Es en este marco donde han surgido unas de las patologías más devastadoras que afectan a mujeres y hombres adolescentes y adultos jóvenes, como son los trastornos de la conducta alimentaria.

Los signos de los trastornos alimentarios suelen ser obvios, pero no siempre es así. Muchas veces los adolescentes se esfuerzan verdaderamente para ocultar un trastorno alimentario. Puede sospechar que su hijo adolescente tiene un trastorno alimentario si nota determinados patrones de conducta o síntomas físicos, o descubre que falta comida de los aparadores, o envases vacíos ocultos en la habitación o en otros lugares.

La alimentación emocional es comer para consolarse, por aburrimiento o como respuesta a otras emociones en lugar de comer para nutrirse, o porque se siente hambre.

El trastorno por atracón es un trastorno alimentario en el que una persona de manera habitual (más de tres veces por semana) consume grandes cantidades de alimentos. Las personas que tienen el trastorno por atracón suelen sentirse avergonzadas por la cantidad de comida que consumen, y es posible que oculten los alimentos para atracarse.

Quienes tienen este trastorno intentan hacer dieta sin éxito o prometen no comer tanto, pero no pueden resistir la compulsión de continuar comiendo grandes cantidades de alimentos.

Los riesgos de tener sobrepeso o estar obeso como adulto son mayores si se aumenta demasiado de peso durante la niñez o los años de la adolescencia.

Los niños que tienen un trastorno alimentario suelen necesitar asesoramiento psicológico individual y familiar (hablar sobre sus sentimientos, su peso y otros problemas en su vida). Puede ser necesario que su hijo visite a un especialista en nutrición para aprender a elegir alimentos más saludables y a comer en horarios habituales.

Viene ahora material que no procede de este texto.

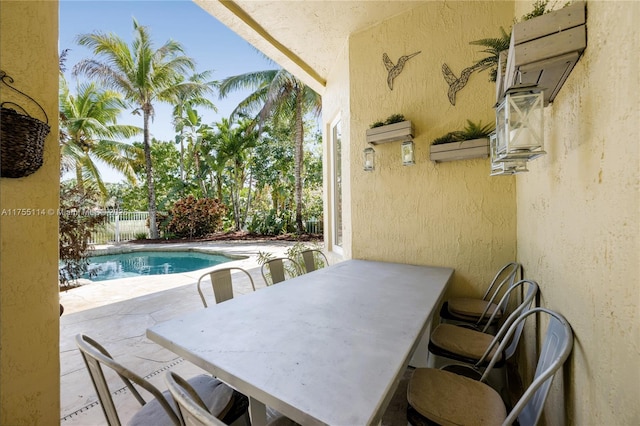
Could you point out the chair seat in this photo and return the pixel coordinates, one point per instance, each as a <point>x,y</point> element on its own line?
<point>450,399</point>
<point>458,342</point>
<point>472,308</point>
<point>224,402</point>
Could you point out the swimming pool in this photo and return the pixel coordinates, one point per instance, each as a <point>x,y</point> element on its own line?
<point>141,263</point>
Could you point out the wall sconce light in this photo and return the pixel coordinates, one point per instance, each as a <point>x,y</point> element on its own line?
<point>369,159</point>
<point>504,166</point>
<point>519,124</point>
<point>408,157</point>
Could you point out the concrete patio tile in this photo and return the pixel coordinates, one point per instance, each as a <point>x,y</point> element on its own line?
<point>117,313</point>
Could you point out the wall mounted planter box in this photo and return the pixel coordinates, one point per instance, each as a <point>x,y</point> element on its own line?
<point>545,49</point>
<point>390,133</point>
<point>465,150</point>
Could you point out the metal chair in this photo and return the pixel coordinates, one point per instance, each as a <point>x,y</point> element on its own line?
<point>194,411</point>
<point>222,284</point>
<point>466,310</point>
<point>443,397</point>
<point>160,410</point>
<point>456,344</point>
<point>279,269</point>
<point>313,259</point>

Es muy importante garantizar que su hijo se siente amado y apoyado por su familia y los amigos. Sentirse seguro y aceptado puede ayudar a formar una base sólida a partir de la que su hijo puede comenzar a aprender hábitos nuevos más saludables.

Proporcione el mejor ejemplo que pueda con sus propios hábitos para alimentarse saludablemente, y siga rutinas de ejercicios saludables.

No se queje de su propio peso ni hable sobre usted como si fuera una persona gorda. Permita que su hijo adolescente vea que usted acepta su propio cuerpo.

Enséñele acerca de la manera en que los medios de comunicación distorsionan la realidad al mostrar modelos delgados y personas perfectas, cuando en realidad, la gente viene en todas formas y tamaños.

Evite emitir evaluaciones y comentarios acerca del aspecto físico de su hijo adolescente.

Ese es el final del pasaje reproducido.